====================================================
Drrtt.. drrtt..
Drrtt.. drrtt..
Laki-laki
itu meraih ponsel yang bergetar di antara tumpukan berkas di atas
meja. Ya, malam ini dia begadang lagi menyelesaikan pekerjaannya.
Tertera nama Aldi di layar ponsel itu, tanpa tunggu lama dia langsung
menganggakatnya.
“Assalamu’alaikum.”
...
“Iya nih, gue begadang lagi. Ada apa lo telepon gue?”
...
“Reunian? Mm.. oke, gue bisa. Kapan?”
...
“Ah, ya. Gue pasti datang,
kok.”
...
“Oke, Di. Yop, bye.”
Tutt..
sambungan telpon itu terputus. Laki-laki itu meregangkan ototnya yang
terasa kaku, lalu ia menyandarkan punggungnya ke sandaran kursi. Aldi,
temannya semenjak SMA hingga sekarang. Reunian? Mendengar kata itu
membuatnya rindu akan masa SMAnya dulu. “Hahhh.. pengen flashback dulu.”
Gumamnya pelan.
FLASHBACK ON
Cantik.
Satu kata yang menggambarkan seorang Tasya. Cewek yang sedang mencatat
di papan tulis itu bener-bener idaman semua cowok. Nggak hanya itu, dia
juga pintar dan sopan. Mungkin itulah alasan kenapa Alvino suka sama
dia. Ya, dalam hatinya Vino mengakui bahwa dia menyukai cewek itu.
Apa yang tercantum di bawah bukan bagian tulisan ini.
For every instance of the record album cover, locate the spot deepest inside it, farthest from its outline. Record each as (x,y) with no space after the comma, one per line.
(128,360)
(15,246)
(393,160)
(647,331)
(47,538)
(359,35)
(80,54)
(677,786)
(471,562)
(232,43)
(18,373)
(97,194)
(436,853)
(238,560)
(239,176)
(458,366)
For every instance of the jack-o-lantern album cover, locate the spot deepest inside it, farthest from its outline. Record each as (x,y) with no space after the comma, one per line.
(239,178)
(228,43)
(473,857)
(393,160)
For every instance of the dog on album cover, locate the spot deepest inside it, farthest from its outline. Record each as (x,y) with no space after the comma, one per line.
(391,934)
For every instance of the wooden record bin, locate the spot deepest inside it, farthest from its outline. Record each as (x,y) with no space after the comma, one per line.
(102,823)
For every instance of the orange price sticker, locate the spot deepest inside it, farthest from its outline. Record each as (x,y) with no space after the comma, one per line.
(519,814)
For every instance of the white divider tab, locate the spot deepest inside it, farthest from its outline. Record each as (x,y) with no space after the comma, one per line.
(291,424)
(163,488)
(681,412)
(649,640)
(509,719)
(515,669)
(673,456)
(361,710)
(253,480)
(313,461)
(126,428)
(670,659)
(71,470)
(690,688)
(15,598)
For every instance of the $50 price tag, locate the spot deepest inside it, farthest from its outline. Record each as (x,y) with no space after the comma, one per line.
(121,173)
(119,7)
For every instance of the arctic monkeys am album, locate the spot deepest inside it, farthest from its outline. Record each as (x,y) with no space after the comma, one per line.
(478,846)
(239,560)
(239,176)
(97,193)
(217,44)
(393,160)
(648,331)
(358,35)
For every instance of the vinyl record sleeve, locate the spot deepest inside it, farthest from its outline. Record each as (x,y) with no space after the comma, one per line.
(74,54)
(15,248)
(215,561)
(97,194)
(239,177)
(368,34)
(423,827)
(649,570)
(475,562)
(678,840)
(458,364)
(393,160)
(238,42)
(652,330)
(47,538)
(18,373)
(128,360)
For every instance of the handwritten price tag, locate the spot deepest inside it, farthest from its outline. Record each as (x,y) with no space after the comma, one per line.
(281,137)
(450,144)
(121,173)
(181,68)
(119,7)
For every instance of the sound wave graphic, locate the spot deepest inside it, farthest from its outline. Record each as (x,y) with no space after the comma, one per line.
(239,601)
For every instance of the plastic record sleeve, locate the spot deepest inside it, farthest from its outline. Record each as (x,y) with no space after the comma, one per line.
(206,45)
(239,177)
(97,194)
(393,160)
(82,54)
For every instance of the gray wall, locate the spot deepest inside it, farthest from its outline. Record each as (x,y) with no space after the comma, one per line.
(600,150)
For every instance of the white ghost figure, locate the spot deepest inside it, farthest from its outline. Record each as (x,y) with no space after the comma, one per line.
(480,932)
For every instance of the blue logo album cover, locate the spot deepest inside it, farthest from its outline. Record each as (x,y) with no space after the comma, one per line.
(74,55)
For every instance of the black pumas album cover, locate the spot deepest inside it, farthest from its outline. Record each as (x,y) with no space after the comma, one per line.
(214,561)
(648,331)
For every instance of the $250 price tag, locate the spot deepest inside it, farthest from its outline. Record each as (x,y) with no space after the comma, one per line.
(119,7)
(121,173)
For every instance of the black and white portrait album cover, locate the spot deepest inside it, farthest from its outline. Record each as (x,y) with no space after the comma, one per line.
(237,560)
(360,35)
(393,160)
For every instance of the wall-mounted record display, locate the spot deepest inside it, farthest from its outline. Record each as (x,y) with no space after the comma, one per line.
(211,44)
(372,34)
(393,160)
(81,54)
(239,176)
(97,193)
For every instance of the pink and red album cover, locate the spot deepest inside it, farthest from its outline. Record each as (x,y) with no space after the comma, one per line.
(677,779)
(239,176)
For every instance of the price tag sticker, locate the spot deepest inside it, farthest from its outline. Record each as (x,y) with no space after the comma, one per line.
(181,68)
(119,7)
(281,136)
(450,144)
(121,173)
Tapi.. dia masih malu untuk mengakuinya secara langsung. Apalagi untuk
mengungkapkan perasaannya itu kepada Tasya.
“Woi!
Bengong aja lo!” Tepukan keras itu mengejutkan Vino dari lamunannya.
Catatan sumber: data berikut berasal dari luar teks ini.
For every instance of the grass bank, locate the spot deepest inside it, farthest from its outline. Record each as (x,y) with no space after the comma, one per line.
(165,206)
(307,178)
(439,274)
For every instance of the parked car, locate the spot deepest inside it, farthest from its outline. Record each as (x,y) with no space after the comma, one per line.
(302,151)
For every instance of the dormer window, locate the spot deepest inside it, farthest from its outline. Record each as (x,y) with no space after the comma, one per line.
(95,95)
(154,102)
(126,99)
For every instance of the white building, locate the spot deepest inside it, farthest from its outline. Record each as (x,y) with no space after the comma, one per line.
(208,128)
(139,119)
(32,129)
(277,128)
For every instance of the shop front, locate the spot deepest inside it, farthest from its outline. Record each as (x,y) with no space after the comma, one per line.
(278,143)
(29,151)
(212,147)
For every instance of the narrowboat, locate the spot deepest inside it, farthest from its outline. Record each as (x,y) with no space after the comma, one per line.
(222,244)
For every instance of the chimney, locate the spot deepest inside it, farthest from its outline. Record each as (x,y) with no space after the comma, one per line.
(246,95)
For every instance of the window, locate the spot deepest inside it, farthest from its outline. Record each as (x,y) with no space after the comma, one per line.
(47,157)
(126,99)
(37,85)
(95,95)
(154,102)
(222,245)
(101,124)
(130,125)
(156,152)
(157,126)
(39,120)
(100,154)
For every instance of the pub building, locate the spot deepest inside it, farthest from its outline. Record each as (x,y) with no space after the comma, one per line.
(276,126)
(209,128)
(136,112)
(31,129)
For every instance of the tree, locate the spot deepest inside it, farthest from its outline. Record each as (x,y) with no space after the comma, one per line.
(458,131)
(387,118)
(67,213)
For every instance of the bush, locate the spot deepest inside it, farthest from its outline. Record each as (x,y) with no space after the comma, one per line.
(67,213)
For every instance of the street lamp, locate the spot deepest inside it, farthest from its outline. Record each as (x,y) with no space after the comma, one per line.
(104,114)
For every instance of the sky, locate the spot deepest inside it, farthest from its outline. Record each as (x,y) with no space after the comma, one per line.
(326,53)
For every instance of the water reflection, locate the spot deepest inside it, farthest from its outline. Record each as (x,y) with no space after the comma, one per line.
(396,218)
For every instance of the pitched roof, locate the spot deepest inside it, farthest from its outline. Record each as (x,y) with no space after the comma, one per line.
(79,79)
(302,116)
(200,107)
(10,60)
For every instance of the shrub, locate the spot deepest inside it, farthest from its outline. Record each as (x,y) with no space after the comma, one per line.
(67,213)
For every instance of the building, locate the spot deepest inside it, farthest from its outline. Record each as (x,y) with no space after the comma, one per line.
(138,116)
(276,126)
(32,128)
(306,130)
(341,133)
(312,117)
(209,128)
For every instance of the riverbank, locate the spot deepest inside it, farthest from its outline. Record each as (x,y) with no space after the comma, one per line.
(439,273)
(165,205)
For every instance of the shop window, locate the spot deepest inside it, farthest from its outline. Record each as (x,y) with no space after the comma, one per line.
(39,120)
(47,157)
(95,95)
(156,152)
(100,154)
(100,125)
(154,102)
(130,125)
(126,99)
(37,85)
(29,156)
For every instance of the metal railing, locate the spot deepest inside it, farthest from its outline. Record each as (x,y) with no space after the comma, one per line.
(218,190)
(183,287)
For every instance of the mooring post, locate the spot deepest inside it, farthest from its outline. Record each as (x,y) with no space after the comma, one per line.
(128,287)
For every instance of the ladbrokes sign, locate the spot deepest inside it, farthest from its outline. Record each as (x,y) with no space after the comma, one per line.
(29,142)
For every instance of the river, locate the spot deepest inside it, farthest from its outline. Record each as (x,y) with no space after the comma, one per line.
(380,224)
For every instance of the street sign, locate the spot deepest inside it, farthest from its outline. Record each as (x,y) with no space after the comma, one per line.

Dia langsung menoleh dan mendapati wajah yang tak asing lagi baginya,
Aldi.
“Apa?”
tanya Vino sinis sambil melepas earphone yang sedang menggantung di
telinganya. Jam istirahat seperti ini biasanya Vino dan Aldi sedang
nongkrong di kantin atau di lapangan basket, tapi untuk kali ini Vino
lebih memilih di lokal sambil ngeliatin Tasya. Sebenarnya Vino kasian
juga sama Tasya, sebagai sekretaris kelas dia harus rela nyatatin
catatan yang nggak sedikit itu di papan tulis.
“Idih..
galak amat, bro.” Aldi meraih kursi di samping Vino. Aldi, teman Vino
dari kelas satu. Tapi sekarang mereka udah beda lokal, soalnya Aldi
masuk kelas IPA sementara Vino lebih milih masuk IPS. “Gue cuma mau
ngajakin makan. Nggak laper lo?” tanyanya.
“Nggak!
Udah sono, pergi. Gue mau nyatat, nih. Nggak liat itu catatan banyak
banget di papan tulis.” Gerutu Vino sambil mendorong bahu Aldi.
“Yee..
sok rajin lo!” ucap Aldi kesal sambil menjitak kepala Vino. Sementara
yang di jitak hanya mengusap-usap kepalanya. “Nyatat catatan, atau
ngeliatin yang lagi nyatat?” tanya Aldi usil sambil menaik turunkan
alisnya. Ah, pertanyaan yang tepat sasaran!
“Ya eng-enggak lah. Gue.. gue nyatat, kok.” Jawab Vino dengan gelagapan.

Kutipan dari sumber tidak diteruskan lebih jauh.